Während letzteres ein ziemlich unsinniger Einwand ist, ist auch der Rekurs auf die ach so hohen Weltbank-Standards reichlich vorgeschoben. Denn im Zuge der laufenden Überprüfung der Kreditvergabestandards kamen massive Menschenrechtsverletzungen und Massenvertreibungen beim Bau von Staudämmen und anderen Großprojekten zum Vorschein. Selbst Weltbank-Präsident Jim Kim gab jüngst öffentlich seiner Befürchtung Ausdruck, dass die Zahl der Zwangsumsiedlungen weiter zunehmen werde, wenn die Weltbank, wie geplant, Infrastrukturprojekte in Entwicklungsländern massiv ausbauen sollte. NGOs befürchten ohnehin eine weitere Verwässerung der Weltbankstandards im Zuge ihrer jetzigen Überprüfung. In Wirklichkeit will Washington den Aufbau einer Alternative zu den Bretton-Woods-Institutionen von vorneherein schwächen, während den Schwellenländern innerhalb dieser Institutionen selbst geringfügig verbesserte Mitspracherechte verweigert werden (s. Blockadepolitik des Capitols).

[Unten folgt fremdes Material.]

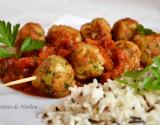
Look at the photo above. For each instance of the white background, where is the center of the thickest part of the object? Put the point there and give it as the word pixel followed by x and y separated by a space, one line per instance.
pixel 47 12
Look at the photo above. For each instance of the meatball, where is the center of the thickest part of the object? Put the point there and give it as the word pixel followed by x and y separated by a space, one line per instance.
pixel 133 55
pixel 87 61
pixel 54 76
pixel 61 36
pixel 96 29
pixel 33 30
pixel 149 46
pixel 124 29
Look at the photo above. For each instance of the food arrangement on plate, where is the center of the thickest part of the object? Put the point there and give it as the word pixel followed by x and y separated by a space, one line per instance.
pixel 123 61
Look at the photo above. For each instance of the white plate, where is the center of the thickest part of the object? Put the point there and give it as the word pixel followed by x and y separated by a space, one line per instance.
pixel 17 114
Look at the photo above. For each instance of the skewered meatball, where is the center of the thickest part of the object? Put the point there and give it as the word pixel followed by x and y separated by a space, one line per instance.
pixel 87 61
pixel 33 30
pixel 96 29
pixel 62 38
pixel 54 76
pixel 149 46
pixel 133 54
pixel 124 29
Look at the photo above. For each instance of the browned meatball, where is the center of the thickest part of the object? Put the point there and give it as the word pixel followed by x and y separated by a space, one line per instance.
pixel 54 76
pixel 124 29
pixel 149 46
pixel 63 36
pixel 133 54
pixel 96 29
pixel 87 61
pixel 33 30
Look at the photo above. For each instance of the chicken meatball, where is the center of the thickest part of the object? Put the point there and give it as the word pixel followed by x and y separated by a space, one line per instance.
pixel 87 61
pixel 124 29
pixel 33 30
pixel 62 36
pixel 149 46
pixel 96 29
pixel 54 76
pixel 133 53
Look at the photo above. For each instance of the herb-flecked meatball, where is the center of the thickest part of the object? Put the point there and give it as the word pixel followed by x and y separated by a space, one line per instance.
pixel 96 29
pixel 149 46
pixel 63 36
pixel 124 29
pixel 54 76
pixel 87 61
pixel 133 54
pixel 33 30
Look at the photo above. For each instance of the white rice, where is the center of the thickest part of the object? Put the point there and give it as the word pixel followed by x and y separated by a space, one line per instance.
pixel 108 104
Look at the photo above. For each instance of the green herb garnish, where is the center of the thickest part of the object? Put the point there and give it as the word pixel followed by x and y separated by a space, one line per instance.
pixel 29 44
pixel 147 79
pixel 144 31
pixel 4 53
pixel 8 33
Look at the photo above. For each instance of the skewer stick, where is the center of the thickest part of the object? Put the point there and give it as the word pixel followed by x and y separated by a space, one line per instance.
pixel 19 81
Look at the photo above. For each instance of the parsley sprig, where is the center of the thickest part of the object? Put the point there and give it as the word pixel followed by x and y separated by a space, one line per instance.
pixel 147 79
pixel 8 34
pixel 144 31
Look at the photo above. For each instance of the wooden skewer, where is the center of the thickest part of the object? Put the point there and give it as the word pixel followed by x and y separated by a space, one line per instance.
pixel 19 81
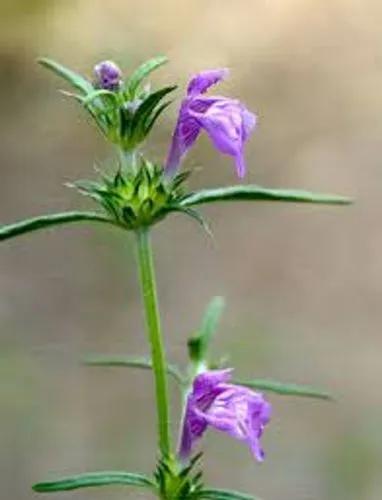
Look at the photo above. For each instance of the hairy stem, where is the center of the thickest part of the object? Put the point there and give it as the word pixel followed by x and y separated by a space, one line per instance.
pixel 148 284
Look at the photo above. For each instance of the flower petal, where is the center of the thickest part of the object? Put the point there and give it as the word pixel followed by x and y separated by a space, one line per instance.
pixel 201 82
pixel 185 134
pixel 238 411
pixel 228 124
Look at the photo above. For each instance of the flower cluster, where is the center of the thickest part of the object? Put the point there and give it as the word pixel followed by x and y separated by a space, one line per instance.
pixel 227 122
pixel 138 194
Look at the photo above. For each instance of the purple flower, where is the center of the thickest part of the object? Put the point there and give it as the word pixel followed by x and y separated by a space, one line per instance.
pixel 233 409
pixel 108 75
pixel 227 122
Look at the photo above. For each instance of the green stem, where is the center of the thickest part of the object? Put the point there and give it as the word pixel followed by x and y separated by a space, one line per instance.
pixel 148 284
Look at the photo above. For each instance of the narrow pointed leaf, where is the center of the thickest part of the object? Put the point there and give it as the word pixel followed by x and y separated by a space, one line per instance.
pixel 194 214
pixel 257 193
pixel 99 93
pixel 92 479
pixel 143 71
pixel 146 108
pixel 46 221
pixel 199 344
pixel 73 78
pixel 130 362
pixel 285 389
pixel 225 495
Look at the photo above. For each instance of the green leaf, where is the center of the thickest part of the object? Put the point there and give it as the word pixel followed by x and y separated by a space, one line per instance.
pixel 285 389
pixel 225 495
pixel 198 345
pixel 257 193
pixel 147 107
pixel 45 221
pixel 194 214
pixel 142 72
pixel 131 362
pixel 76 80
pixel 99 93
pixel 94 479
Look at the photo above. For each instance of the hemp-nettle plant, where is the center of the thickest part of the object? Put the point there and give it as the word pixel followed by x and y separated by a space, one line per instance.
pixel 136 194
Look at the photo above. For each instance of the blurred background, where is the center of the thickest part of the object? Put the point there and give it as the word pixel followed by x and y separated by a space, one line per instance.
pixel 303 284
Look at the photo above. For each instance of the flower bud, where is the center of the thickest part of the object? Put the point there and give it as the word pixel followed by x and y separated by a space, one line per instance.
pixel 108 75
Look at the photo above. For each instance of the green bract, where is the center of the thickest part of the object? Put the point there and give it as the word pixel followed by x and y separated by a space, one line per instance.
pixel 136 197
pixel 126 115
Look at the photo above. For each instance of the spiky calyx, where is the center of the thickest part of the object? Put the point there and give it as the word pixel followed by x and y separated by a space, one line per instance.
pixel 138 197
pixel 178 483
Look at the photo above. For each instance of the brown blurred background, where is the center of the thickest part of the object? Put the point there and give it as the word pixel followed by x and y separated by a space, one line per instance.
pixel 303 284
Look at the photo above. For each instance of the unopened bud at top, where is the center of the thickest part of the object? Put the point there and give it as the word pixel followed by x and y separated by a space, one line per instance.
pixel 108 75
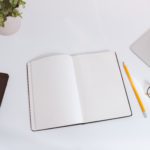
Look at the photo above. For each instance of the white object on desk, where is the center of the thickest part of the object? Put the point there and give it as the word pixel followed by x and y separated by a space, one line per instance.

Selbstverständlich wird eine neue Entwicklungsbank wie die AIIB, auch wenn sie als Alternative zur Weltbank wahrgenommen wird, nicht automatisch eine grundsätzlich andere Kreditvergabepolitik als die überkommenen Bretton-Woods-Institutionen machen (>>> Trotz Weltmarkt und kapitalistischer Krisen: Die Emanzipationdes Südens). Aber allein die wachsende Vielfalt der Akteure in der Entwicklungsfinanzierung kann ein Fortschritt gegenüber dem Status quo sein. Peking hat übrigens nicht die Weltbank, sondern die Europäische Investitionsbank (EIB) eingeladen, die AIIB mit Expertise bei der Mobilisierung von Infrastruktur zu unterstützen. Vielleicht ist das schon einmal was, auch wenn auch dort nicht alles Gold ist was glänzt.